Я взялась за новую работу со всей энергией и воодушевлением. Мне нравилось преподавать, как и руководить врачебной работой других, хотя сначала это и казалось мне необычным. Переход из интернов в преподаватели прошел гораздо легче, чем я могла ожидать. Не стоит и говорить, что солидная прибавка в зарплате очень тому способствовала. Свобода реализовывать собственные научные интересы меня окрыляла. Я очень много работала и все меньше отдыхала. Недостаток сна – это и причина, и следствие мании, но тогда я об этом даже не догадывалась. Лето часто приносило мне хорошее настроение и длинные рабочие дни. Но тем летом я вышла далеко за пределы того, что когда-либо испытывала ранее. Лето, недостаток сна, обилие работы и генетическая уязвимость завели меня куда глубже уже знакомых уровней эйфории – в пылающее безумие.


Ректор университета проводил традиционный прием на открытом воздухе в честь новых преподавателей. Человек, который позже стал моим психиатром, тоже был на этой встрече – он только что начал работу на соседнем с нами медицинском факультете. Благодаря ему я осознала разницу между самовосприятием и взвешенным, спокойным наблюдением специалиста. Я помню ощущение легкой эйфории: чувствуя себя неотразимой, я общалась с массой людей, легко перемещалась по саду от человека к человеку, от коктейля к коктейлю. Я довольно долго беседовала с ректором. Он понятия не имел, кто я, но был либо слишком вежлив, либо оправдывал свою репутацию волокиты за юными особами. Как бы то ни было, я была уверена, что он нашел меня очаровательной.

У меня также была долгая и довольно странная беседа с главой моего департамента. Этот необычный человек, наделенный богатым воображением, далеко не всегда придерживался строгих рамок академической медицины. В узких психофармакологических кругах о нем рассказывали легенды. Например, что он убил слона в ходе загадочного эксперимента с применением ЛСД – это было частью исследования связи галлюциногенов с агрессивным поведением, – и он неверно рассчитал дозу. Тогда мы увлеченно обсуждали с ним эксперименты на слонах и даманах. Даманы – африканские животные, которые в общем-то ничем не похожи на слонов, но из-за строения зубов считаются их ближайшими родственниками. Я уже не могу вспомнить, чем они нас так заинтересовали. Но я немедленно и с удовольствием поставила себе задачу: просмотреть каждую из доброй сотни статей, написанных про даманов. Тогда я взялась за изучение поведения животных в зоопарке Лос-Анджелеса, ведение курса по этологии и еще одного по фармакологии.

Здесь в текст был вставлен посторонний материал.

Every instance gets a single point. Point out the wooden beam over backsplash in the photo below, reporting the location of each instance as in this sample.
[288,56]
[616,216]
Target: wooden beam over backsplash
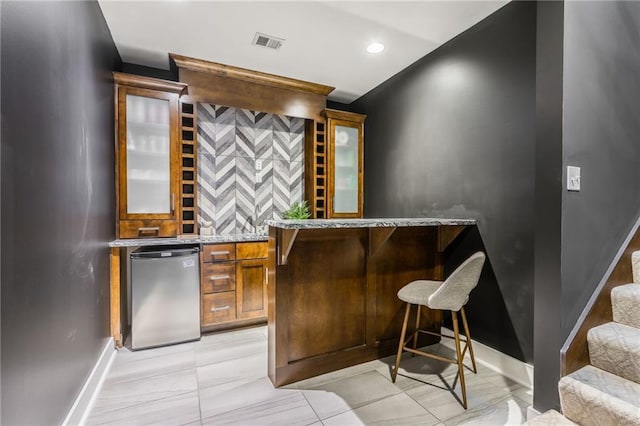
[220,84]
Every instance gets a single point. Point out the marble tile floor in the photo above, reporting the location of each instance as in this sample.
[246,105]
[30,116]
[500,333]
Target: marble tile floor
[222,380]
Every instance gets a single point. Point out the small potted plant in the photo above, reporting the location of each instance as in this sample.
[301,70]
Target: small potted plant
[297,211]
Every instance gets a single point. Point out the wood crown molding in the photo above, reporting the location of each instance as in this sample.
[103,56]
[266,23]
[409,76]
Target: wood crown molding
[343,115]
[149,83]
[249,75]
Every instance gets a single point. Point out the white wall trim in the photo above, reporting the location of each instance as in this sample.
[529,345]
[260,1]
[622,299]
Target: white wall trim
[514,369]
[84,402]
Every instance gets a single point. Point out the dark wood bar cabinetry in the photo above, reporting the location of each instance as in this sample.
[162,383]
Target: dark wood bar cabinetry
[333,289]
[233,285]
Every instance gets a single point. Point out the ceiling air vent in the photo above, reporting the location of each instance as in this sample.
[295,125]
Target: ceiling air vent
[265,40]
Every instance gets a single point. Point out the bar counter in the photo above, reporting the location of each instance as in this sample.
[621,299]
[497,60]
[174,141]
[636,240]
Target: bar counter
[332,288]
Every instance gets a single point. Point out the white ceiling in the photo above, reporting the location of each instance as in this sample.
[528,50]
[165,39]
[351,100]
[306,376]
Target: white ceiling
[325,40]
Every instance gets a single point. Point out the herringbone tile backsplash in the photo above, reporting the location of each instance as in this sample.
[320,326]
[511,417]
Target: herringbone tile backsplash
[250,167]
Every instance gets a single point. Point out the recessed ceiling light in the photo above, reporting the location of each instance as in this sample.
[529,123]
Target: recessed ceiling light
[375,47]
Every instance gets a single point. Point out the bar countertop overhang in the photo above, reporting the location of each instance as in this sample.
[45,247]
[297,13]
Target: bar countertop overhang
[333,284]
[366,223]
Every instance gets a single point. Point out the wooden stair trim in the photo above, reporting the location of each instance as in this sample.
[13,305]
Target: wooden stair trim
[575,352]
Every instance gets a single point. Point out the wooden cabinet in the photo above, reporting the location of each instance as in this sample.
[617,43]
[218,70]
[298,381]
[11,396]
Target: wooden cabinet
[147,156]
[251,295]
[334,164]
[233,285]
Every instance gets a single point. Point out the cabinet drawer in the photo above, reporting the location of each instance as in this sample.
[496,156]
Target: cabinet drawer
[218,252]
[218,307]
[220,276]
[252,250]
[147,228]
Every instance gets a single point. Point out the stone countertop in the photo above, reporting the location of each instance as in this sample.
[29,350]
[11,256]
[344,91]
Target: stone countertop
[188,239]
[366,223]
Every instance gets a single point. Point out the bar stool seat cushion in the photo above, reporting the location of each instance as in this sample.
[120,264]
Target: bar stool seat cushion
[419,292]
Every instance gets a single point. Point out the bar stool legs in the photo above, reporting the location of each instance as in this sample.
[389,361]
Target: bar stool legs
[468,337]
[394,373]
[402,346]
[459,355]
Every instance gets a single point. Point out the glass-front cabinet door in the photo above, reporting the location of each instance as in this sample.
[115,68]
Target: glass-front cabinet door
[148,168]
[345,159]
[147,157]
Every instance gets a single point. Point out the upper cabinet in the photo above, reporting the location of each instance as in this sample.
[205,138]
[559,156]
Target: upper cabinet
[334,185]
[147,156]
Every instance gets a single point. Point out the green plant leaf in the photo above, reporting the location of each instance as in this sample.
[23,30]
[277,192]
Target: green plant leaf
[297,211]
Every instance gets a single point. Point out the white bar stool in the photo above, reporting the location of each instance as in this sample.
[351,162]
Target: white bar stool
[451,295]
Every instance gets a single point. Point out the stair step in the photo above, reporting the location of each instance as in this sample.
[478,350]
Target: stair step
[625,301]
[615,348]
[594,397]
[550,418]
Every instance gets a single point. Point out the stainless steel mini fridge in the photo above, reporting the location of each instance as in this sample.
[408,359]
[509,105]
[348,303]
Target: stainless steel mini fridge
[165,296]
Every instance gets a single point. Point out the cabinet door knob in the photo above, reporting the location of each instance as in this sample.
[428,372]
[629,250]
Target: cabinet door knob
[219,277]
[149,230]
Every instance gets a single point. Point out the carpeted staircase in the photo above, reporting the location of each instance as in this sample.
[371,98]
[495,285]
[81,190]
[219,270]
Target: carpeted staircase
[607,392]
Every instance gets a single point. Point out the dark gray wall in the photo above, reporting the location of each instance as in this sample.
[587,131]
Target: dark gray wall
[548,208]
[453,135]
[57,203]
[601,135]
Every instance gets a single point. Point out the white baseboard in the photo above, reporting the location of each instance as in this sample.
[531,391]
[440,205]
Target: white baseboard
[532,413]
[516,370]
[80,409]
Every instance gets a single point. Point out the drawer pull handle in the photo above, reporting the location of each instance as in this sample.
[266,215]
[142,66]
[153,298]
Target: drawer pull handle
[150,229]
[219,277]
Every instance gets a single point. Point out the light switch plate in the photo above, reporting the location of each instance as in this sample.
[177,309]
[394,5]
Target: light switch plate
[573,178]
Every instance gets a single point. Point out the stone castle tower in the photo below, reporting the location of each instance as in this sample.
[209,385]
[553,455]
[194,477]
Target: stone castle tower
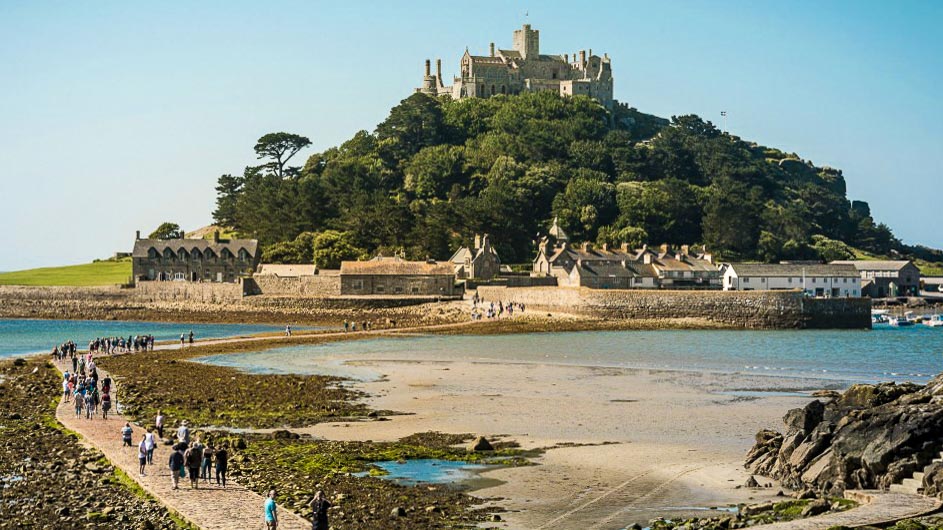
[524,69]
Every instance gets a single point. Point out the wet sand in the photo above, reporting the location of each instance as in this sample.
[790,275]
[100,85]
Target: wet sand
[631,445]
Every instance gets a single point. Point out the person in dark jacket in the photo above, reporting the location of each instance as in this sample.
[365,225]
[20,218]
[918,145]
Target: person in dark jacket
[319,506]
[194,457]
[222,461]
[176,464]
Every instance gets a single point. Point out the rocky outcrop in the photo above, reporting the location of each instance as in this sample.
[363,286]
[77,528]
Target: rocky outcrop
[871,436]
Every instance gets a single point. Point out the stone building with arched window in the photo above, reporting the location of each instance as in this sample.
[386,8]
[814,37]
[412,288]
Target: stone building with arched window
[194,260]
[524,69]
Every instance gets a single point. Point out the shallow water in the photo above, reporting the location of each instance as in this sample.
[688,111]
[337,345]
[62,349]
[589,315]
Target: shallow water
[882,354]
[428,470]
[23,336]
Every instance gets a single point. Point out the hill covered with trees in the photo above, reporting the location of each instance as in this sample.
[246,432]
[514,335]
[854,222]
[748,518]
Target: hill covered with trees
[436,172]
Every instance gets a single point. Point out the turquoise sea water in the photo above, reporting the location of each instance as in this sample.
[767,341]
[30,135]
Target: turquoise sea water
[18,337]
[428,470]
[882,354]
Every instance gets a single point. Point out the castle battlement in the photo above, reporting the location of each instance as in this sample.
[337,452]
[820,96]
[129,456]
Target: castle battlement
[524,69]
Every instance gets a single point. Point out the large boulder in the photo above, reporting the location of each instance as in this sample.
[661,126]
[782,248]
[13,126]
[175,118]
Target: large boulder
[869,437]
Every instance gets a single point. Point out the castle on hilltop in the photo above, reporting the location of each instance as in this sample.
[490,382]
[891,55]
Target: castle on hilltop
[524,69]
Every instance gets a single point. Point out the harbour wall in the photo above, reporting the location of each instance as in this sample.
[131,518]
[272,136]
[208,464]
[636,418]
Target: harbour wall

В моей памяти вечеринка в саду сохранилась как чудесное, кипящее жизнью событие. Однако мой психиатр вспоминает ее совсем по-другому. Он видел перед собой женщину с безумным взглядом. Я была слишком провокационно одета, и это разительно отличалось от моего обычного консервативного стиля. Я была ярко накрашена, крайне возбуждена и чрезмерно разговорчива. Он даже отметил про себя: «Кэй выглядит маниакально». Я же полагала, что совершенно неотразима.


Моему разуму приходилось прилагать усилия, чтобы сохранять ясность. Идеи приходили и уходили так быстро, что начинали путаться и сталкиваться, будто на шоссе моей логики образовалась нейронная пробка. Чем сильнее я пыталась замедлиться, тем яснее осознавала, что не могу этого сделать. Мое воодушевление тоже било через край, и во всем, что я тогда делала, я видела стройную логику. Однажды, например, я увлеклась копированием: я сделала по тридцать – сорок копий поэмы Эдны Сент-Винсент Миллей, статьи о религии и психозах из American Journal of Psychiatry и еще одной статьи, «Почему я не посещаю разборы клинических случаев». Автор, знаменитый психолог, разобрал все возможные причины, почему плохо организованные разборы клинических случаев – это бездарное убийство времени. Я была уверена, что все три материала наполнены глубоким смыслом и имеют самое непосредственное отношение к моей работе в больнице. Я раздавала их всем, кому могла.